Guess who the organizers of the Conservative Political Action Conference and their friends in GOProud are blaming for all the conservative groups dropping out of participation in their meeting next month.
Is David Keene, the president of the American Conservative Union, which hosts the annual event, blaming himself for approving a role by homosexual activists at CPAC?
Is Keene blaming himself for not noticing that his ex-wife and financial administrator was misplacing some $400,000 of donor money?
Is Keene blaming himself for not listening to his own board when they issued what amounted to a no-confidence vote on his GOProud decision?
Is Keene blaming himself for appointing to that board people with conflicts of interest and divided loyalties?
Is Keene blaming himself for having a tin ear, not seeking the counsel of many and by picking fights within the conservative movement in an effort to make himself look better with the press?
Or how about GOProud?
Are officials of that organization reflecting on how their own selfish interests have divided the movement they claim to support?
The across-the-board answer to those questions is an unequivocal no.
Keene and GOProud are blaming me.
GOProud Executive Director Jimmy LaSalvia told the Daily Caller that the controversy over his group’s involvement was “by and large driven by a man by the name of Joe Farah of WorldNetDaily.”
“He realized that it got him a lot of publicity,” LaSalvia said.
To which I have to reply, “It did?”
What publicity was that?
GOProud has been the happy recipient of at least 100 times the publicity I have received for challenging them. The tiny but well-funded group is on TV practically daily. I have not been on once to talk about this controversy – even to answer the ad hominem attacks dished out at me by name by GOProud, their surrogates and other hacks on all three cable news networks.

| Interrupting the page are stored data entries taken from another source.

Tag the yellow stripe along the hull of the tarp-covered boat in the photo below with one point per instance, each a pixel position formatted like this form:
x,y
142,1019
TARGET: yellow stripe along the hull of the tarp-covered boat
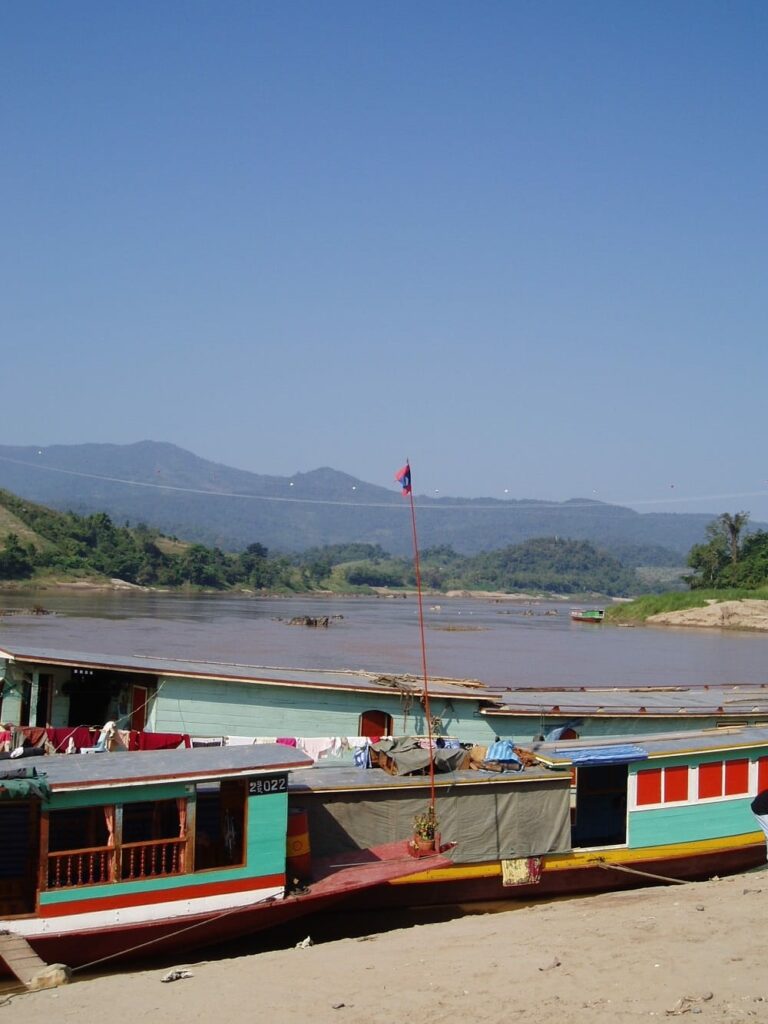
x,y
587,859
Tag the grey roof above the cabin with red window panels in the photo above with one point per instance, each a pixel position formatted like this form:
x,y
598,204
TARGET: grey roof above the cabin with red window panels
x,y
639,748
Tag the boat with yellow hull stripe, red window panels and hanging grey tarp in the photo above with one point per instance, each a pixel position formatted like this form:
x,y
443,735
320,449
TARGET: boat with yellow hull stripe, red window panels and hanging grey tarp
x,y
594,816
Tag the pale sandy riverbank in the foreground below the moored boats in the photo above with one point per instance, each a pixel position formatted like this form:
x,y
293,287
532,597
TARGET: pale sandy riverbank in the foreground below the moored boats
x,y
695,949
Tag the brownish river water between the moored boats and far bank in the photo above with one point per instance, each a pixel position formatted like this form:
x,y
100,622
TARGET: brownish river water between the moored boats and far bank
x,y
501,644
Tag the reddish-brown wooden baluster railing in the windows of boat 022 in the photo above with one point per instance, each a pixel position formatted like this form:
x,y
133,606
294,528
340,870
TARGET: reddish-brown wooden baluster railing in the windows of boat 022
x,y
132,863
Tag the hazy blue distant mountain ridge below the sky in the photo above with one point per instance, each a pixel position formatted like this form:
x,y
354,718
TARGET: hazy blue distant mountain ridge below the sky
x,y
183,495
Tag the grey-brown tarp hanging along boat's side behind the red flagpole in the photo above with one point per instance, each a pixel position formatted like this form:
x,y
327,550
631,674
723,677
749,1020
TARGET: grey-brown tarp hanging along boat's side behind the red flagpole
x,y
491,823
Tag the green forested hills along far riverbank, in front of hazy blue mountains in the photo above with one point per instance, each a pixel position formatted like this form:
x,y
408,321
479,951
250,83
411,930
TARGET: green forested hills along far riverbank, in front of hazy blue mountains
x,y
38,544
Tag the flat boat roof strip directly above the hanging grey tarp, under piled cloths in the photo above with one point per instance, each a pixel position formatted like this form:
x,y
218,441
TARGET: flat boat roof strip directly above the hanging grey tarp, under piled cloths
x,y
346,779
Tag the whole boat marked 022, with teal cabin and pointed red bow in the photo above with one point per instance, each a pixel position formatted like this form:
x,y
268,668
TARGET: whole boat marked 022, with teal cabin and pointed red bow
x,y
109,856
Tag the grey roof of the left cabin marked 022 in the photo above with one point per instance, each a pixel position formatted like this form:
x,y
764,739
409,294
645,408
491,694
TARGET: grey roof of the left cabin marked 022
x,y
121,769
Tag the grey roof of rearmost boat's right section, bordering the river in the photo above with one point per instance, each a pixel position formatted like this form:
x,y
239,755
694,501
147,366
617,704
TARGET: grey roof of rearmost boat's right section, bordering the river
x,y
636,702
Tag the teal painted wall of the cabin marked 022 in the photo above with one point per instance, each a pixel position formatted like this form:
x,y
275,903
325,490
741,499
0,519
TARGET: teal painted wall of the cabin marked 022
x,y
266,846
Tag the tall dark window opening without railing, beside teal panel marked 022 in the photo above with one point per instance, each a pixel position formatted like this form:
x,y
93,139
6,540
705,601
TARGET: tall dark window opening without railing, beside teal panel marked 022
x,y
220,825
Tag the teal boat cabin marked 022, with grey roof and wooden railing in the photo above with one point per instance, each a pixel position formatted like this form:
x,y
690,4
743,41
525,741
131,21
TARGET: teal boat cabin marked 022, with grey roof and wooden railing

I guess hearing myself called names like “fake Christian” and “publicity whore” on television without any opportunity to respond is the kind of publicity I was seeking.
What about Keene?
Keene dismissed the whole controversy as originating in what he called “the fever swamps” of WND, according to Politico.
What he didn’t mention was how much he tried to be a part of the fever swamps of WND several years ago. He wanted to be a columnist here. But I didn’t like the way he tried to sell his services as a political consultant to businesses by using his column, which appears instead in the apparently less discriminating fever swamps of Townhall and the Hill.
Keene’s memory is a little shorter.
He claims his troubles all started last year when I got mad at him because he wouldn’t permit me to talk about Barack Obama’s eligibility problems at CPAC.
I did get angry with Keene and his GOProud-supporting executive director, Lisa DiPasquale. But not for snubbing me and the eligibility issue. What angered me was the fact that neither had the decency and good manners to ever answer my courteous and polite written request, but instead boasted publicly about turning down my private request in an interview with the Los Angeles Times – using insulting and degrading language in an apparent effort to ingratiate themselves with the media elite.
Nevetheless, had Keene and DiPasquale been courteous and professional, I would still see that my news organization broke the news about the problems CPAC has created for itself over the last couple years. It’s just the right thing to do.
I’m proud of the work our staff has done on this story. And I have no regrets about my own outspokenness, because Keene and DiPasquale have to go if CPAC is to survive the mess they’ve made.